I can’t help it. I think of the Deep South as backward. I’ve driven across southern Mississippi without an Easy Rider moment. I’ve munched on fried pickles. I love shrimp and grits. I try to not to wear my bias on my sleeve. I’m making progress.
In early May, I loved being a history nerd in Savannah and Charleston. Perhaps the magnificent architecture and cuisine helped. Strolling through gorgeous parks and squares, lush live oaks formed natural archways.
Careful not to mention that my children were direct descendants of General William Tecumseh Sherman, his name was mentioned plenty. Not in a good way.
On my first day hanging out amid Southern accents, sitting at a bar waiting for my Maine pals to arrive in Savannah, I ordered a mint julep.
“Oh that’s a Southern drink but y’all should have a Savannah Peach,” the bartender suggested. So I did.
A retired teacher, whom I mostly couldn’t understand, started chatting me up. An odd-looking young man wearing a big bow tie sidled over to order a drink. Turns out he was a Conservative radio talk show host who currently lived in Anchorage, Alaska.
“Yeah, but I voted for Obama,” he admitted. In Savannah for an old friend’s wedding, he recalled visiting their small Missouri hometown prior to the 2008 election.
“Who you voting for white boy?” someone called out as they drove by. He didn’t tell us whether or not he replied.
“See, we’re not so different,” the retired teacher said as he paid his bill and left.
Racism is everywhere. Whether it’s police pushing a black Yale freshman to the ground, suspecting he didn’t belong on campus, or members of the 2018 Georgia State Legislature promoting the teaching of U.S. History from 1865 to the present, uh, leaving out the Civil War and slavery (it didn’t pass).
I prefer conversations that disregard color. Walking to the Sentient Bean cafe one morning, we met a heavy-set African American woman, sweating, struggling down the stairs of the former Telfair Hospital, now a senior-living residence. We asked if she needed help.

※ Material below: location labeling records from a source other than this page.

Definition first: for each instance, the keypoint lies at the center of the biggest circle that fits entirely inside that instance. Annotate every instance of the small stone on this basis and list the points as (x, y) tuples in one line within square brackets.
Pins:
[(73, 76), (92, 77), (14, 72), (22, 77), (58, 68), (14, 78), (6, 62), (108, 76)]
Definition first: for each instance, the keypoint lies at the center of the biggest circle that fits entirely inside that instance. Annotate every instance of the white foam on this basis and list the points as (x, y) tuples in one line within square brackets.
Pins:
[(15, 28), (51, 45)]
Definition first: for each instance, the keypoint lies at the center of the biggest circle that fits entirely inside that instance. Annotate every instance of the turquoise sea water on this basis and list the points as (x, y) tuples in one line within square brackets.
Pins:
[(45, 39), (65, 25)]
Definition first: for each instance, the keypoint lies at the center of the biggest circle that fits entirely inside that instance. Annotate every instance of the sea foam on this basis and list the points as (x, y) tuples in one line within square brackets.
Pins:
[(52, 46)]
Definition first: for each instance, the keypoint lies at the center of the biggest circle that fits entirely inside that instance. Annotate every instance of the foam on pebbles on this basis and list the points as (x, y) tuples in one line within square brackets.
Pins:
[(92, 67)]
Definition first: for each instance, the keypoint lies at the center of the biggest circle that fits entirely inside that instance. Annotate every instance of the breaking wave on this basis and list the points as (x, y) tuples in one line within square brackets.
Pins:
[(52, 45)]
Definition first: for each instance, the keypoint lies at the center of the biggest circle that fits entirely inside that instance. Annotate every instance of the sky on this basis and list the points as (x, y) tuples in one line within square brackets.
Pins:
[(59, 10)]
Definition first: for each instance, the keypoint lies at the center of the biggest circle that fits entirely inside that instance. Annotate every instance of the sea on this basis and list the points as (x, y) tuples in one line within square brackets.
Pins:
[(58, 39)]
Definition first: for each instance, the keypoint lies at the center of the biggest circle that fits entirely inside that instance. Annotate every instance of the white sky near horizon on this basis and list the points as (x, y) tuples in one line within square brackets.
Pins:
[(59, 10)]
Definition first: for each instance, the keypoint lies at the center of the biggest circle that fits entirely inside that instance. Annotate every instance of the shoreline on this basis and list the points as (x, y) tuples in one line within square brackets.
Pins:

“Oh, I’ll make it,” she said. “You should see the circular wooden staircases inside. Used to be a hospital only for women giving birth. Mothers with girl babies could stay as long as they wanted, be taken care of. Boy babies had to leave in three days. Babies who died became angels. Just outside my window once I saw hundreds of butterflies. Maybe they were the angels of those babies.”
Her story still floats inside my head.

Forsyth Park
Accents, racism, prejudice, hatred, hypocrisy are still with us. Spontaneous conversations may help us crawl away from rigid patterns.
As for our hurting nation, Vote for Democrats, wherever they’re from or whatever color they are!
A dear friend moved to Georgia last year. I need to ask her how it is down there. I never thought about racial issues being of concern. …. My family and I lived in Austria years ago, and I got an eyeful, things that “brought me up short.” It was rough living in rural community. Too many reminders of WW2. I see parallels between the deep south and Austria.